Rue Bricabrac, bdsm, vrac

JE me suis mise en pause.
Ou plutôt, ça c'est mis en pause.
Automatique. Pas sympathique.

Ai-je encore autant d'enthousiasme à traquer les femmes réifiées sous leur abat-jour dans la vitrine d'un Monoprix, alors que je l'ai fait tant de fois, et que tant d'autres l'ont fait encore plus de fois ?

Ou de débusquer une carte postale coquine qui colle à l'actu de Maîtresse Rachida qui s'offre une nouvelle robe.

Ou de mettre en scène la chaise au dossier tapette, à ranger parmi les objets du culte.

Ou de chroniquer le dernier défilé Dior, total look j'enlève le bas, mais pas mes bas, visez un peu les jarretelles, à l'ancienne, la haute couture ne saurait se satisfaire de stay-up.

De dire combien la main qui sait, qui tient, qui aime, qui force l'admiration, m'est essentielle, combien certains regards qui ont envie de savoir, de forcer, de dresser m'excitent ?

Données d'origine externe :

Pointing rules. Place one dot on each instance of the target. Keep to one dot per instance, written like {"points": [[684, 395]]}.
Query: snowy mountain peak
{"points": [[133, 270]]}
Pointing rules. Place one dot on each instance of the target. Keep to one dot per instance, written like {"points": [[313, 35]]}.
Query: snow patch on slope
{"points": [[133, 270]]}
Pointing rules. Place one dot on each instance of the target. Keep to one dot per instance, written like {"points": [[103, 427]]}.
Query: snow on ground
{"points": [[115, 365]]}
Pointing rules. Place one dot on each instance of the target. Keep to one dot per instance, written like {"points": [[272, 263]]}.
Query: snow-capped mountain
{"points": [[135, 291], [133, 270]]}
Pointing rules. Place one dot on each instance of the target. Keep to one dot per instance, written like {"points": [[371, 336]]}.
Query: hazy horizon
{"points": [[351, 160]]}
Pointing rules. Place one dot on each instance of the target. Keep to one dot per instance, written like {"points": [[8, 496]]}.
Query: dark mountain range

De dire et redire que la soumission adorée n'a rien à voir avec la forcée, qu'une femme fouettée n'est pas une femme battue, et qu'on ne me mettra jamais un sac en papier sur la tête.

De me demander ce qu'on trouvera dans le cabinet secret de Ratzinger, du même niveau que la ceinture de Jean Polski.

À quoi bon radoter ?

L'impression de déjà écrit se fait de plus en plus fréquente.
L'absence de désir (libido autant qu'envie) est telle que l'amour m'est interdit, que les fantasmes sont à mille lieues, que le plaisir est impossible.
Mon corps m'emprisonne pire qu'un carcan, me pèse, repousse la jouissance autant que l'idée de jouissance.
Est-ce bien honnête de faire des jongleries avec les mots pour dépiauter une idée avec de la poudre aux yeux ? (Ou la poudre de riz qui sert au maquillage).

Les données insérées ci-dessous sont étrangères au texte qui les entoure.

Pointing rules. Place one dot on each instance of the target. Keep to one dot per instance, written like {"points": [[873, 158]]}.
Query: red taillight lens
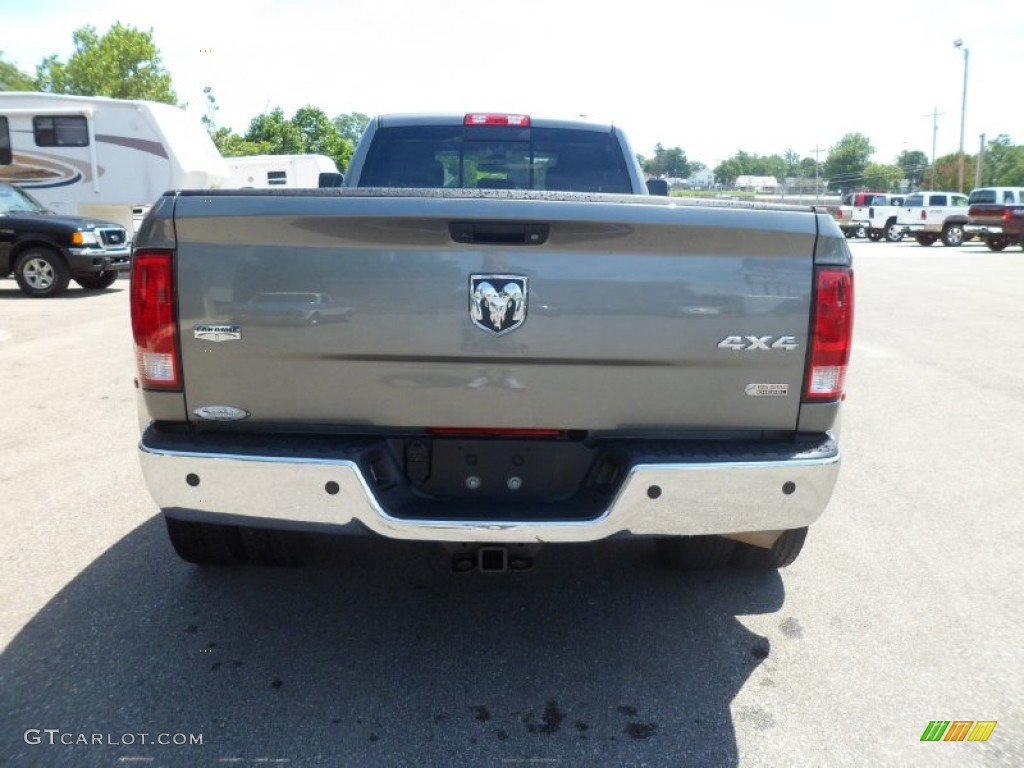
{"points": [[153, 320], [832, 334], [521, 121]]}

Sept ans que ce blog existe, un bel âge, tandis que le mien atteint aussi un multiple de sept, que j'aie rarement tourné sept fois ma langue dans ma bouche ou mes doigts sur le clavier, mais est-ce une raison pour écrire une septième fois les mêmes choses.

Et puis il y a la réalité, et ses pesantes contingences, tellement mordantes que j'en reste pétrifiée. Mes révoltes, mes coups de gueule (le coeur est absent), vont dans d'autres directions. La réalité me plombe, m'entrave, me désespère. Je ne suis pas joyeuse.

Je redécouvre des combats prioritaires, des lieux d'écriture plus nécessaires. Mon ego émietté ne trouve plus d'abri dans cette rue.

Je passe devant les Vanités exposées au musée Maillol, je m'y mire. Sachant que ce blogue n'est jamais que l'expression exacerbée d'un narcissisme abondant, le temps n'est-il pas venu d'écrire ailleurs, autrement, à d'autres heures ?

Ou convertir cette rue qui m'est et me reste chère au statut de ruelle, en profitant de la vogue du microblogging et de ses 140 signes. Je twitte pour garder le fil, je m'exprime en aphorismes, je gonfle le nano-ego.

Je ne sais.

(Texte mis en ligne 15 jours après avoir été écrit, c'est dire le rythme frénétique qui m'habite.)